Born a phantom, it rendered itself exclusively to lamentation.  We were only aware of it once we realized that we were mourning it.  How did we know that it was over?  Why now this sudden exasperated sigh that draws ones attention instantly to the ground.  This extraordinary gesture of accepting life as it is and not as you wanted it to be. 

As if simultaneously we all realized we were characters in a novel nearing its end, and the period at the end of that last sentence might as well be a meteorite heading directly towards the Earth.

The Execution of Lorca  5-11-09
     I wept for Lorca.  I watched his cold execution in a thousand horrible daydreams.  It’s the kind of experience one waits their entire life to write about but no one thinks to give the doomed pen and paper.
     There is Lorca, dead, his last poem lost inside his head or spattered about the field and on the hands of Franco’s soldiers who recall that the Catalan air howled after the gypsy’s tambourine had been broken and guitar inhabited by vultures.

Lights in the Mirror  5-13-09
     Pupils flood the surface of my eyes like ink wells that the light, like a quill with rusted point, makes ripple.  The same light that made ghosts of our candle offerings.  The kind of eerie light you see looking up from a cold, steel table.
     In the mirror I seemed eager to breathe the ashes of scorched cities.  I was old and ugly, with hair thin and as gray as a wet cigarette.  It’s 4:30am so long as the world hasn’t stopped again, and I’m suspicious of my reflection who seems unsympathetic to my fear and anxiety and who I may have even heard laughing between swigs of rat-piss and vinegar.
     Only under strange lights are we visible to ourselves, I pretend to think as I kiss the hospital.  It tastes like tar and eucalyptus and feels like drowning in concrete, with muddy channels drying through tear-ducts like retroactive hooks through the face.

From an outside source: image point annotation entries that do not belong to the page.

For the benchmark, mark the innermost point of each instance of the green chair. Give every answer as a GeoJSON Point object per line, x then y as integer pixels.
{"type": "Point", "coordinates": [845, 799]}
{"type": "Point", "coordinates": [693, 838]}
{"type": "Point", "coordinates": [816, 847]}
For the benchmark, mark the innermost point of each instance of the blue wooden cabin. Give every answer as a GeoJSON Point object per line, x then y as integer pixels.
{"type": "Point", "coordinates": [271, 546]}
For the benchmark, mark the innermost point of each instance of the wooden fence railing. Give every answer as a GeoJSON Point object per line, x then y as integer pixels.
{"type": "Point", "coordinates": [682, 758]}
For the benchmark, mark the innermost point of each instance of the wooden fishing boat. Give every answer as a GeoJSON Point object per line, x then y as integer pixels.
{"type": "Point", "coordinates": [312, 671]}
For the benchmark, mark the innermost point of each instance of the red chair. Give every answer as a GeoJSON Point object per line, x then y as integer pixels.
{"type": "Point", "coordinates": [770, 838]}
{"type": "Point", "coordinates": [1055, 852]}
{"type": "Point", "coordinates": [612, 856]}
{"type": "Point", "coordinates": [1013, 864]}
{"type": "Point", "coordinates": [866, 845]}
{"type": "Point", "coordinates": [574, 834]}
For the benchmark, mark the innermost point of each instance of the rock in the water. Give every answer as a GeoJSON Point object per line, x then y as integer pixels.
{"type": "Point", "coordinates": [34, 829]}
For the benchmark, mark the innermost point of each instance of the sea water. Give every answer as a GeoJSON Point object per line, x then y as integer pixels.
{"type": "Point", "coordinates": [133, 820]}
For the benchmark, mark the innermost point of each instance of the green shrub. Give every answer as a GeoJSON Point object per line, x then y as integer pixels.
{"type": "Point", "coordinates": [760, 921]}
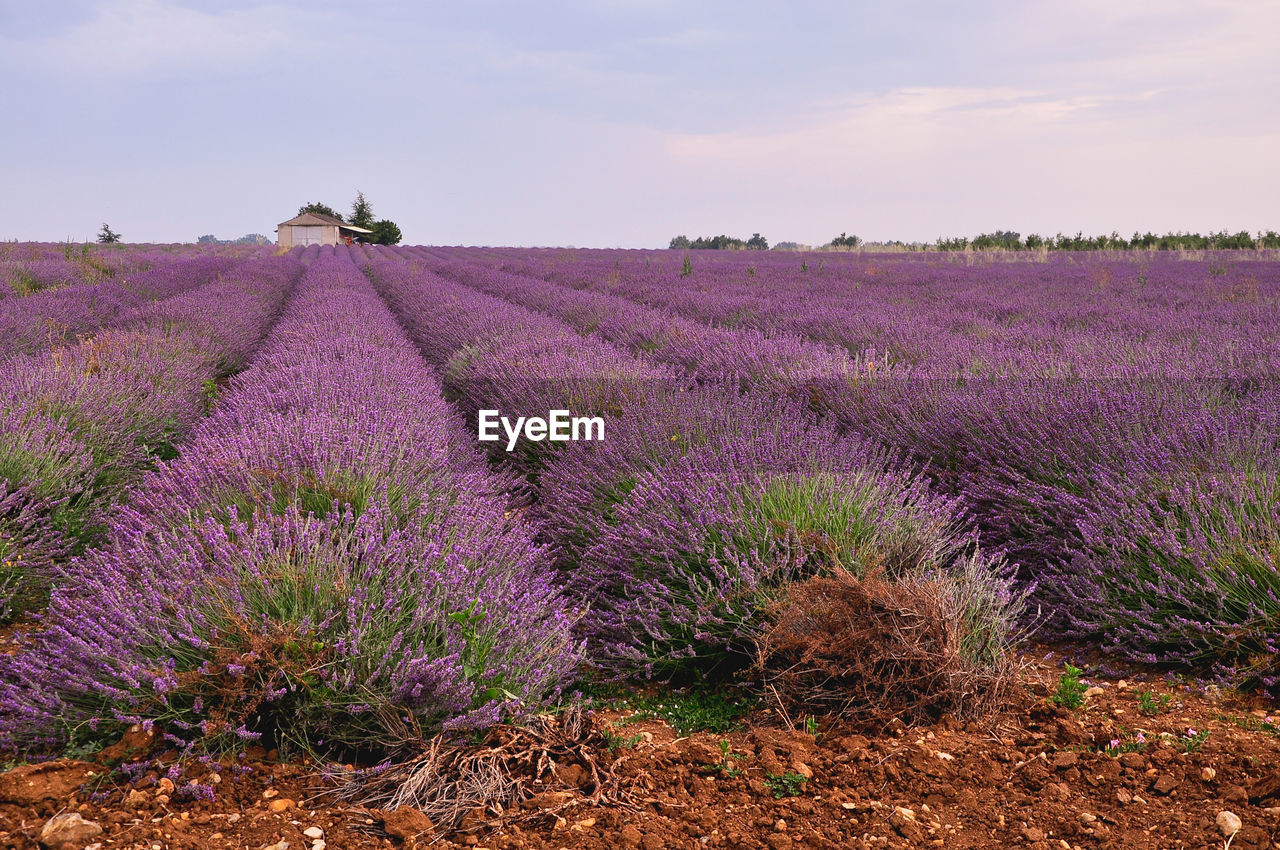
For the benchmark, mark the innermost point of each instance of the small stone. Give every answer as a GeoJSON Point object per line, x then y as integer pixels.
{"type": "Point", "coordinates": [68, 831]}
{"type": "Point", "coordinates": [31, 784]}
{"type": "Point", "coordinates": [1228, 823]}
{"type": "Point", "coordinates": [1032, 833]}
{"type": "Point", "coordinates": [904, 822]}
{"type": "Point", "coordinates": [406, 823]}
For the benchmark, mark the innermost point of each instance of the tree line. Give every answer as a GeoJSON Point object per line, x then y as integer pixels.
{"type": "Point", "coordinates": [1013, 241]}
{"type": "Point", "coordinates": [383, 231]}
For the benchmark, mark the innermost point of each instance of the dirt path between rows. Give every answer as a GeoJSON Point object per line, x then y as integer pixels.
{"type": "Point", "coordinates": [1110, 775]}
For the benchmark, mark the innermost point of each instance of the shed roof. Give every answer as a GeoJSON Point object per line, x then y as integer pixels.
{"type": "Point", "coordinates": [319, 218]}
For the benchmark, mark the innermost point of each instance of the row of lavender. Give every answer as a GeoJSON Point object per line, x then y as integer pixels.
{"type": "Point", "coordinates": [702, 506]}
{"type": "Point", "coordinates": [80, 424]}
{"type": "Point", "coordinates": [329, 561]}
{"type": "Point", "coordinates": [1115, 426]}
{"type": "Point", "coordinates": [96, 297]}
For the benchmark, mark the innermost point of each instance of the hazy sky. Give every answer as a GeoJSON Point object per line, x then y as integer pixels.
{"type": "Point", "coordinates": [485, 122]}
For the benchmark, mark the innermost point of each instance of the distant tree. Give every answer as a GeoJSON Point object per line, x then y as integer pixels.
{"type": "Point", "coordinates": [385, 233]}
{"type": "Point", "coordinates": [717, 243]}
{"type": "Point", "coordinates": [1006, 240]}
{"type": "Point", "coordinates": [323, 209]}
{"type": "Point", "coordinates": [361, 213]}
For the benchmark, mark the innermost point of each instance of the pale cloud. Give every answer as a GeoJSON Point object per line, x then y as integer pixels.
{"type": "Point", "coordinates": [133, 37]}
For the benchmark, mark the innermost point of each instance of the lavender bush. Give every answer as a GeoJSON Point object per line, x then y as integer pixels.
{"type": "Point", "coordinates": [80, 424]}
{"type": "Point", "coordinates": [348, 586]}
{"type": "Point", "coordinates": [702, 548]}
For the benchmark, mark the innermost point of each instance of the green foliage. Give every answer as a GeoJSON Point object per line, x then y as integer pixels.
{"type": "Point", "coordinates": [323, 209]}
{"type": "Point", "coordinates": [1267, 726]}
{"type": "Point", "coordinates": [361, 213]}
{"type": "Point", "coordinates": [1192, 740]}
{"type": "Point", "coordinates": [1001, 240]}
{"type": "Point", "coordinates": [784, 785]}
{"type": "Point", "coordinates": [723, 766]}
{"type": "Point", "coordinates": [209, 393]}
{"type": "Point", "coordinates": [385, 232]}
{"type": "Point", "coordinates": [1151, 705]}
{"type": "Point", "coordinates": [1127, 744]}
{"type": "Point", "coordinates": [1010, 241]}
{"type": "Point", "coordinates": [1070, 689]}
{"type": "Point", "coordinates": [616, 741]}
{"type": "Point", "coordinates": [702, 711]}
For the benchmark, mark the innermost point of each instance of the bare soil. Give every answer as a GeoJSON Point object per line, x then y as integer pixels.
{"type": "Point", "coordinates": [1043, 778]}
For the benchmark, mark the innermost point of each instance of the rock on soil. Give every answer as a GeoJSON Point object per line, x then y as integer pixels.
{"type": "Point", "coordinates": [68, 832]}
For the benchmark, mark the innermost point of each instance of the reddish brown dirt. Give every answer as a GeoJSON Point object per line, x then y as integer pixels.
{"type": "Point", "coordinates": [1043, 781]}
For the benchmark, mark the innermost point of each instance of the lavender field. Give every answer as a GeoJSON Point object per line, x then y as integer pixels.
{"type": "Point", "coordinates": [242, 496]}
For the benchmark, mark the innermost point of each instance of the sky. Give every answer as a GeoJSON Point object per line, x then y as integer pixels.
{"type": "Point", "coordinates": [625, 123]}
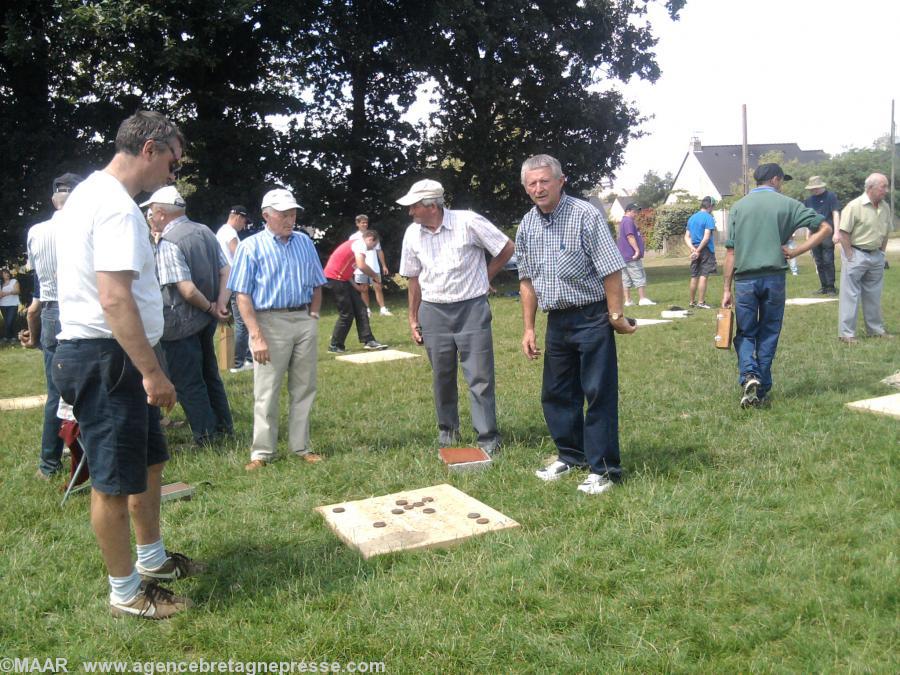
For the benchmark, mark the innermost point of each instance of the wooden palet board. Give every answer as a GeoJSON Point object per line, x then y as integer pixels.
{"type": "Point", "coordinates": [883, 405]}
{"type": "Point", "coordinates": [377, 357]}
{"type": "Point", "coordinates": [808, 301]}
{"type": "Point", "coordinates": [23, 402]}
{"type": "Point", "coordinates": [413, 529]}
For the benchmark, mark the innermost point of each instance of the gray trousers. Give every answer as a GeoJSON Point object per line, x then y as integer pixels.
{"type": "Point", "coordinates": [462, 329]}
{"type": "Point", "coordinates": [862, 279]}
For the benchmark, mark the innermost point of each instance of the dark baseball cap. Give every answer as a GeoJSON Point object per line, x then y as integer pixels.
{"type": "Point", "coordinates": [766, 172]}
{"type": "Point", "coordinates": [66, 182]}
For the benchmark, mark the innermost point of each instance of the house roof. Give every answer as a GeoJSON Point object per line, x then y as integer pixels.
{"type": "Point", "coordinates": [599, 205]}
{"type": "Point", "coordinates": [722, 163]}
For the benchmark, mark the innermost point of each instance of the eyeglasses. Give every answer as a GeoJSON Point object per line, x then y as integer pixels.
{"type": "Point", "coordinates": [175, 164]}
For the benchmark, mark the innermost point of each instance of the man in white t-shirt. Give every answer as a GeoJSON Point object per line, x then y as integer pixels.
{"type": "Point", "coordinates": [375, 261]}
{"type": "Point", "coordinates": [106, 366]}
{"type": "Point", "coordinates": [227, 235]}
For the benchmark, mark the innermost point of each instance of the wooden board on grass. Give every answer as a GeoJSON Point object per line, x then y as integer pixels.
{"type": "Point", "coordinates": [808, 301]}
{"type": "Point", "coordinates": [412, 527]}
{"type": "Point", "coordinates": [23, 402]}
{"type": "Point", "coordinates": [176, 491]}
{"type": "Point", "coordinates": [883, 405]}
{"type": "Point", "coordinates": [465, 459]}
{"type": "Point", "coordinates": [377, 357]}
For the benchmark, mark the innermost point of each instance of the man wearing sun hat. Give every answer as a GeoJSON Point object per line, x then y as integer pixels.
{"type": "Point", "coordinates": [192, 272]}
{"type": "Point", "coordinates": [443, 258]}
{"type": "Point", "coordinates": [278, 280]}
{"type": "Point", "coordinates": [759, 227]}
{"type": "Point", "coordinates": [825, 203]}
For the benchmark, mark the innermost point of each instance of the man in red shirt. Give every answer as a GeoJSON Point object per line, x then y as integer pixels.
{"type": "Point", "coordinates": [346, 258]}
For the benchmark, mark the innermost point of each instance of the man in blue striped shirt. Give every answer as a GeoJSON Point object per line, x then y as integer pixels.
{"type": "Point", "coordinates": [278, 280]}
{"type": "Point", "coordinates": [571, 267]}
{"type": "Point", "coordinates": [43, 317]}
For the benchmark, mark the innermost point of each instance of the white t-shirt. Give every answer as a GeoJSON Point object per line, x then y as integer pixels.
{"type": "Point", "coordinates": [371, 254]}
{"type": "Point", "coordinates": [226, 235]}
{"type": "Point", "coordinates": [104, 231]}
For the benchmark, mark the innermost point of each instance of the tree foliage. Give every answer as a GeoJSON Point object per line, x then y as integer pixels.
{"type": "Point", "coordinates": [313, 96]}
{"type": "Point", "coordinates": [653, 190]}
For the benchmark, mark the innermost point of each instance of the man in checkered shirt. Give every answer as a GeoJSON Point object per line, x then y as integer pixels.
{"type": "Point", "coordinates": [571, 267]}
{"type": "Point", "coordinates": [443, 257]}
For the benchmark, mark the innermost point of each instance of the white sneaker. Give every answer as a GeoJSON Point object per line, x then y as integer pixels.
{"type": "Point", "coordinates": [595, 484]}
{"type": "Point", "coordinates": [553, 471]}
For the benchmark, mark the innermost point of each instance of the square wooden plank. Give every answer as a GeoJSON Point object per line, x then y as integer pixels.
{"type": "Point", "coordinates": [412, 528]}
{"type": "Point", "coordinates": [883, 405]}
{"type": "Point", "coordinates": [377, 357]}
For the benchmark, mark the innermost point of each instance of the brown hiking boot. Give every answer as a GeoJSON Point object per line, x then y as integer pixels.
{"type": "Point", "coordinates": [177, 566]}
{"type": "Point", "coordinates": [152, 602]}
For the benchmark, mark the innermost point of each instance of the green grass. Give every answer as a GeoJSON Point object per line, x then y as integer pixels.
{"type": "Point", "coordinates": [761, 540]}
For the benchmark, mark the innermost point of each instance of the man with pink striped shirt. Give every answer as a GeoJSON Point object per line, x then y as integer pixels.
{"type": "Point", "coordinates": [443, 257]}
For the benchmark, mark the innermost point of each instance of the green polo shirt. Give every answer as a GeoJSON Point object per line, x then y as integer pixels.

 What she told me after night and before day  5-14-09
     I observed the high-water marks in my eyes; the great black ponds that were shrinking into puddles after twelve-hour marathons.  She appeared in the doorway behind me and pried me away from the mirror while my horrible reflection laughed at the demons who tickled it.  At her touch, my heart burst into flames, like the shaman’s flower in the desert.  The smell of the perfume she rubbed in her eyes made me drunk.  We danced like Shiva at the end of a plank. 
     She confessed that she incubated ghosts between her thighs.  I admitted that my mouth was a graveyard. 
     In a dream she told me that she believed that by brushing her hair over her right eye she would be cured of her current terror.  She said that she could only see the dead things with her right eye.
     I asked why she never wears her hair like that.
     “Because it makes me look silly.”  She said, her face contorting suddenly into some ghastly paroxysm upon seeing the image of her drowned grandmother emerging from the bathroom sink.
     That night I asked her if she thought I was a fool.  She shuffled her deck of cards and smiled politely.  I saw death in the reflection of her teeth.